There is no doubt that our faith is challenged many times from perhaps only a few exposes’ that are more than some can deal with. When Jesus was rejected at Nazareth after his first teaching: “Today this scripture passage is fulfilled in your hearing.” (Lk 4: 21). Jesus, through his Incarnation, came to earth for this very scripture in Isaiah. Yet, his faith in his Father’s trust that he would carry out his mission was more than a hope; his faith as the Son of God and a man as well became his battle cry to carry on regardless of what the people said or disbelieved, that he was the Son of God.
So faith is not only accepting what you believe about God and our own faith in what we’ve been handed, it is a trust that we must believe in as challenges will confront us, our understanding of our own mission, and the faith to carry out that ministry in spite of the weaker side of our friends and relatives
Scandals are always difficult to endure, but then God has not put us down because of them. We are in the protection of the Holy Spirit who will constantly urge us to stand secure in the onrush of evil towards what we believe in. “Truth: “What is truth,” asked Pilate to Jesus. He is Truth and our faith in that alone should be enough to hold secure to ours as well.

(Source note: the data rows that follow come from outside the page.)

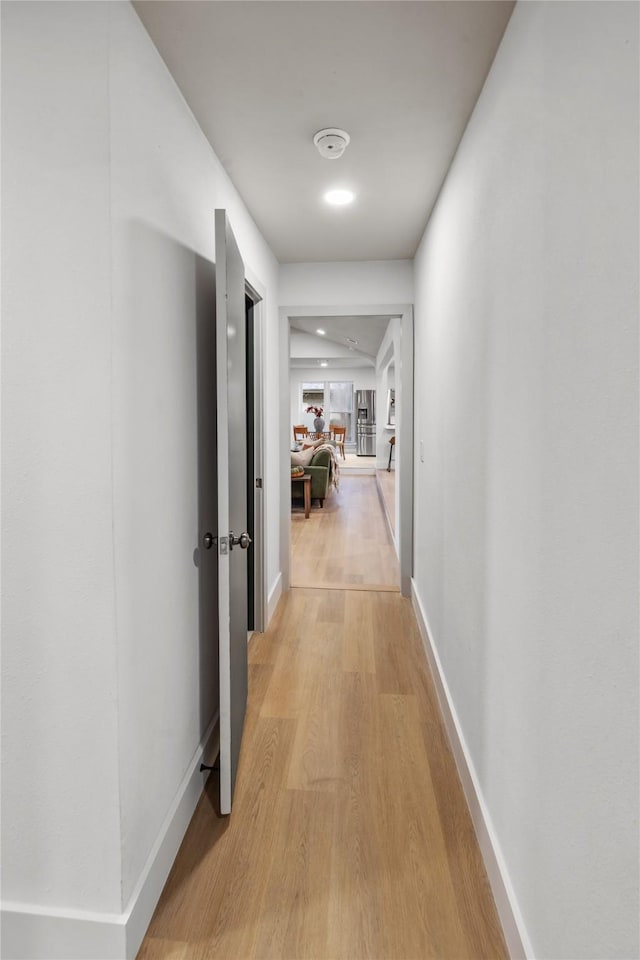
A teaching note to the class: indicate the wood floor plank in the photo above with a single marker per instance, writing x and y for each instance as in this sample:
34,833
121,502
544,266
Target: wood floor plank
358,652
347,543
350,837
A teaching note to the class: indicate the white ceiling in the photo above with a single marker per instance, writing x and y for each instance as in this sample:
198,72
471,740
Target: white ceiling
262,76
340,332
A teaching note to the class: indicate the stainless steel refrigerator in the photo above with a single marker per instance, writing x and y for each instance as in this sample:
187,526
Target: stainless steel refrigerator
366,423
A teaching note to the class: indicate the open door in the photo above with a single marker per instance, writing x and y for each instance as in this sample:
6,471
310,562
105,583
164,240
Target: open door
233,539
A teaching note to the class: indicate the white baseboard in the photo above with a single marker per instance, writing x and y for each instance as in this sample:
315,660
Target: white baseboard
32,932
513,927
385,510
274,596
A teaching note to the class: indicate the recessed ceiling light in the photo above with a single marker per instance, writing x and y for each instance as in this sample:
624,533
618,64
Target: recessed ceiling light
339,198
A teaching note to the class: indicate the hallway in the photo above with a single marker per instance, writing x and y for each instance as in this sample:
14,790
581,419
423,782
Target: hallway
350,836
345,544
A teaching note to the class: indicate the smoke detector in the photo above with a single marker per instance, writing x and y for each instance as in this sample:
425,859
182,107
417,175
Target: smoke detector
331,143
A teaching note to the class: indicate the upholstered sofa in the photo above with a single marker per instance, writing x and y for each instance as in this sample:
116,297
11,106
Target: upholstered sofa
318,467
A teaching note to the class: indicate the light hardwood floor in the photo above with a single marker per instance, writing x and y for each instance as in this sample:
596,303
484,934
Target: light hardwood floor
349,836
387,484
346,544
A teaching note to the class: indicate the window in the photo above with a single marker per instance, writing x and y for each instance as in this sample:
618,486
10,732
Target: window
335,398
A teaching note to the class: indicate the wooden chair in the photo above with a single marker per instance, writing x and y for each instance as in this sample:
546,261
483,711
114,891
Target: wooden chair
339,434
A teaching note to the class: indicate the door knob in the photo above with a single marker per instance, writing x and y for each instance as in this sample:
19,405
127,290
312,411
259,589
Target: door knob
242,541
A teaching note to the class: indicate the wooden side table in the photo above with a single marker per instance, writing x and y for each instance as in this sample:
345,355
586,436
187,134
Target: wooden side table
306,480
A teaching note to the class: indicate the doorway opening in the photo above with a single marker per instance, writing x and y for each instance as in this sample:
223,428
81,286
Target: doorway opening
322,350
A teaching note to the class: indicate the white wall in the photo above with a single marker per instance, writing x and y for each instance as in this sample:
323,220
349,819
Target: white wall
370,281
166,183
109,190
61,843
526,524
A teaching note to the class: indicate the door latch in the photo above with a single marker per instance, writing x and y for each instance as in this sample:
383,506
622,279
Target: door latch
242,541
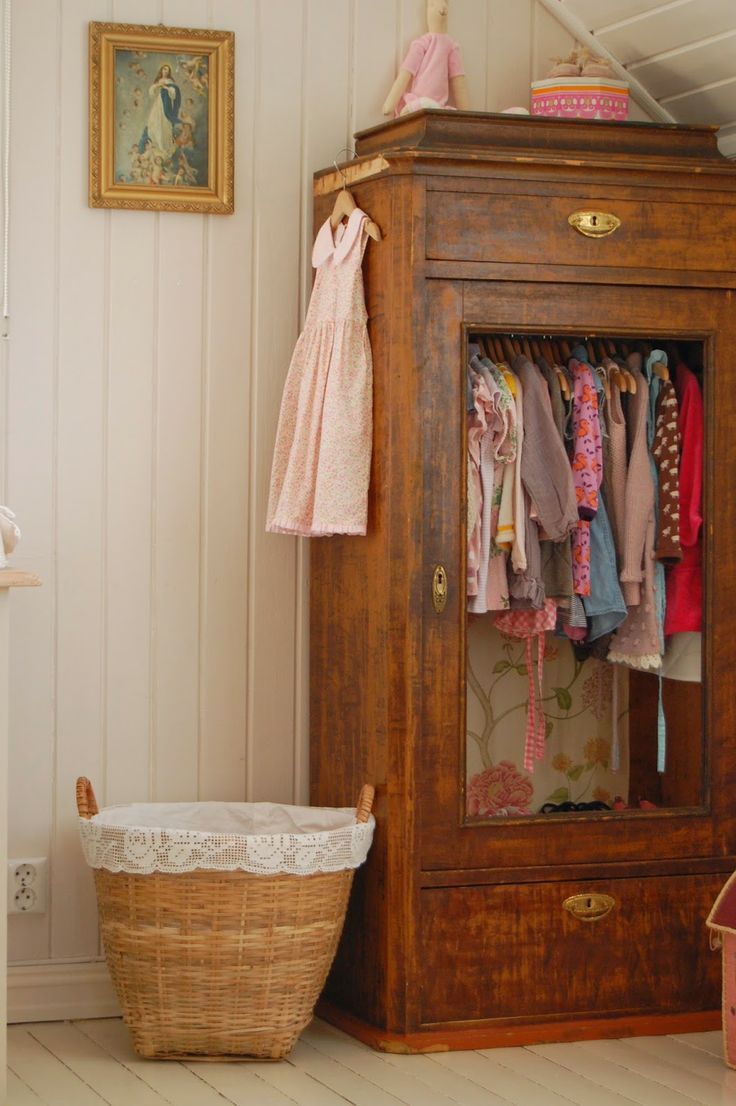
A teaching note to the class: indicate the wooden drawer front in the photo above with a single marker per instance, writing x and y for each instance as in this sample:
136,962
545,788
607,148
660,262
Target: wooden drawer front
535,229
514,952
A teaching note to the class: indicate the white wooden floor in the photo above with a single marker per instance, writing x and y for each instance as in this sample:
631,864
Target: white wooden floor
90,1063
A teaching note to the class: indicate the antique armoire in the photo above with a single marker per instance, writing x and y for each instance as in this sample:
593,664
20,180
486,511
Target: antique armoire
473,932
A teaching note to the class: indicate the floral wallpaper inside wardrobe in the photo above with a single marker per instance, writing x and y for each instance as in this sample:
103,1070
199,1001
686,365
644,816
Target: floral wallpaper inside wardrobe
577,698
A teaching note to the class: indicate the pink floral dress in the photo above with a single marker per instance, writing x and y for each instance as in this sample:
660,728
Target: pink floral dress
322,454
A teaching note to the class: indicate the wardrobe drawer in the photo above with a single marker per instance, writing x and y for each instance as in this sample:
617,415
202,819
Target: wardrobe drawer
514,951
535,230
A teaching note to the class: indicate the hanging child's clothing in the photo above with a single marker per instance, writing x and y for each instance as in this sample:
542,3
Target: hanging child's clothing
684,584
322,454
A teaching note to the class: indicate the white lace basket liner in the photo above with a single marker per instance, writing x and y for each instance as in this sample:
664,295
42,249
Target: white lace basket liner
263,838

Our faith, the one attribute we were given at our creation, is the only vehicle that will bring us closer to God in spite of our weaknesses, the constant barrage of evil that lives all around us, and the grace that God extends to us in spite of our disbelief. The prayer that says; “Lord I believe, help me in my disbelief.” is ever more the truth of the human ability to realize how far some of us fall from faith at times. We don’t lose faith, we just misplace its meaning.